大雨过后,天色碧蓝如洗,园子里的一切都瞧着比往日新鲜。
谢瑄和跪趴在池边廊座上,不错眼的盯着水中游动的锦鲤:“嬷嬷你说,这鱼这样好看,会不会也挺好吃的?”
刘嬷嬷就坐在他身边,小心的护着他:“这锦鲤只是长得好看,味道却不够好,腥味重,肉质也差。”

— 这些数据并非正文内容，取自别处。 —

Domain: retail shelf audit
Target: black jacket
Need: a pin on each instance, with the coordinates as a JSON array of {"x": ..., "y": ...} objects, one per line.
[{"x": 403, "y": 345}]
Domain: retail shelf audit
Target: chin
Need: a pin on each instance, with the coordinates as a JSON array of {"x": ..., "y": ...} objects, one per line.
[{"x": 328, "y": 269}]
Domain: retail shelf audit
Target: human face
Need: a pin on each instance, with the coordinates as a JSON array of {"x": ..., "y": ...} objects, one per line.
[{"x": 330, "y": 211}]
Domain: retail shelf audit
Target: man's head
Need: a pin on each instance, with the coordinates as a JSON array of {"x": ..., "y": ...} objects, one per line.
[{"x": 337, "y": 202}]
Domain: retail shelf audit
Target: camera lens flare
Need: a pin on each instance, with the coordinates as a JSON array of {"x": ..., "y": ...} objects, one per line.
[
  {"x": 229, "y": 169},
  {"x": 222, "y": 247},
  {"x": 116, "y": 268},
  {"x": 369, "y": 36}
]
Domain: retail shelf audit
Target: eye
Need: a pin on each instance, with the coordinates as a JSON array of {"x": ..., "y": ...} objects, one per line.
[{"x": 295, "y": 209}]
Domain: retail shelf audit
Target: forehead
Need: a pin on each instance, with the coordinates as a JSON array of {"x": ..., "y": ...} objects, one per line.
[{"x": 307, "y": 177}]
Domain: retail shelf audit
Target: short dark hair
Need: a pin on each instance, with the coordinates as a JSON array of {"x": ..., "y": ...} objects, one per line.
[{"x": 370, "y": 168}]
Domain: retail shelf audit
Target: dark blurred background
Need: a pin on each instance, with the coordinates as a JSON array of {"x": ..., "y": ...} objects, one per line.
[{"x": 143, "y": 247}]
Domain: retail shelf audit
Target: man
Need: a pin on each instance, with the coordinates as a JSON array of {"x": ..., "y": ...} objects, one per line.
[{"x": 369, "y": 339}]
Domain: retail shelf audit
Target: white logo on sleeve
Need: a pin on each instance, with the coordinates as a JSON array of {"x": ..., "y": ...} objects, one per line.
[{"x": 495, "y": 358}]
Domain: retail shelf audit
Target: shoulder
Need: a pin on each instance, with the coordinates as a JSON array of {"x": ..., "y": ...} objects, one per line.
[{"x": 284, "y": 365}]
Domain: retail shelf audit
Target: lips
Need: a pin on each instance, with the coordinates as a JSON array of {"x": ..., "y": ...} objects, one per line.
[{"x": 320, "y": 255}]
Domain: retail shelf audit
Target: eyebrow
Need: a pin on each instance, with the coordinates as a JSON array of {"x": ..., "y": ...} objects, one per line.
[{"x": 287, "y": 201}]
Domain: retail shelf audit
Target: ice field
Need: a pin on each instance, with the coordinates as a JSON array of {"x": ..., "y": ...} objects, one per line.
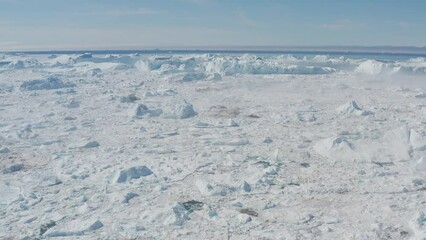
[{"x": 212, "y": 146}]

“这样吗,”谢瑄和眨眨眼,问,“这是不是就是嬷嬷说过的,外表锦绣,内里草包?”
刘嬷嬷下意识看了一眼水中鱼,笑道:“若从吃上来说,公子说的并不算错。”
见他一双小脚丫在身后欢快地摆动,刘嬷嬷微微动了动手里的团扇问:“公子可是想吃鱼了,可要吩咐厨房去采买两条回来?”
“买回来的鱼也能养在这藕花池里吗,”谢瑄和忍不住捏了几粒鱼食,撒进水里,游鱼便一窝蜂的上来争抢,把碧色的池水都染上了绯红,“书里写的‘鱼戏莲叶间’,也不知道是这些锦鲤,还是塘中野鱼。”

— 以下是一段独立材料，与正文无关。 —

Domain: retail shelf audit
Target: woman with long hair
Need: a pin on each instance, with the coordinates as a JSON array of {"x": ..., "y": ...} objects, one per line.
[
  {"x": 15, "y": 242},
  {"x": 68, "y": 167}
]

“这怕是只有写诗人才知道了,”刘嬷嬷想了想道,“不过咱们平日吃的鱼与这并非一样的品种,若一同养在这藕花池中,恐怕这些锦鲤,便要少去许多了。”
“那还是算了,”谢瑄和道,“我听娘说了,这些鱼可贵呢,很不必为它们过多花费。”
刘嬷嬷听罢,凑近了几分,小声道:“公子这话,在旁人面前可不能这样说。”
“为什么啊,”谢瑄和歪了歪头,不大明白。
“公子从前在边境时,看惯了夫人为军费精打细算,故而养成了勤俭的好习惯,但如今咱们却是在京中。”
刘嬷嬷叹了口气:“您日后往来的人家,大都是好面子胜过里子的。千金散尽,只为一席,这才是京中公认公侯之家应有的气度。”

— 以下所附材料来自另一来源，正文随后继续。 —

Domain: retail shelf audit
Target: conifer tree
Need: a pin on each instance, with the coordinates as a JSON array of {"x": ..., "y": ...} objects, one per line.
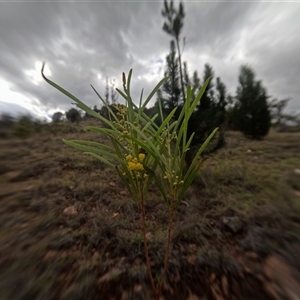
[{"x": 251, "y": 109}]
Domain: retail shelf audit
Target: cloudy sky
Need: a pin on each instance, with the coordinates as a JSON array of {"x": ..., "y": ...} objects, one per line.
[{"x": 83, "y": 42}]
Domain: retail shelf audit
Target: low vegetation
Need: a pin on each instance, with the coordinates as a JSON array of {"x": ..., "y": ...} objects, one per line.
[{"x": 69, "y": 231}]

“人在什么样的环境里,就该有什么样的表现,公子日后是要走仕途的,身上总不能有小气、吝啬的坏名声。”
这怎么就吝啬了?
谢瑄和忍不住反驳:“可勤俭也不是坏事啊。”
“公子说得是,”刘嬷嬷笑道:“但有些话,咱们得略变通着说,才合乎身份。”
谢瑄和听完,想了想道:“这些鱼除了观赏,也没什么用处,不必为它们过多花费?”
刘嬷嬷笑着点了点头道:“虽仍有不足,却也算不错了。”
所以,可以轻视,觉得东西不好而不要,但不能觉得贵而不要。即使贵才是真心话。
谢瑄和对这等死要面子的表现实在费解,不由道:“嬷嬷,在京城里,说个话都动脑筋,真难啊。”
刘嬷嬷瞧见他脸上怪相,忍不住摸了摸他的头:“公子不必太放在心上,平日您在家中时,还是可以想说什么说什么的。”
谢瑄和松了口气,正要再说,却眼尖的瞧见谢昱正往这边过来。既然已经见着人了,谢瑄和只好起身迎了几步:“大哥也出来散步吗?”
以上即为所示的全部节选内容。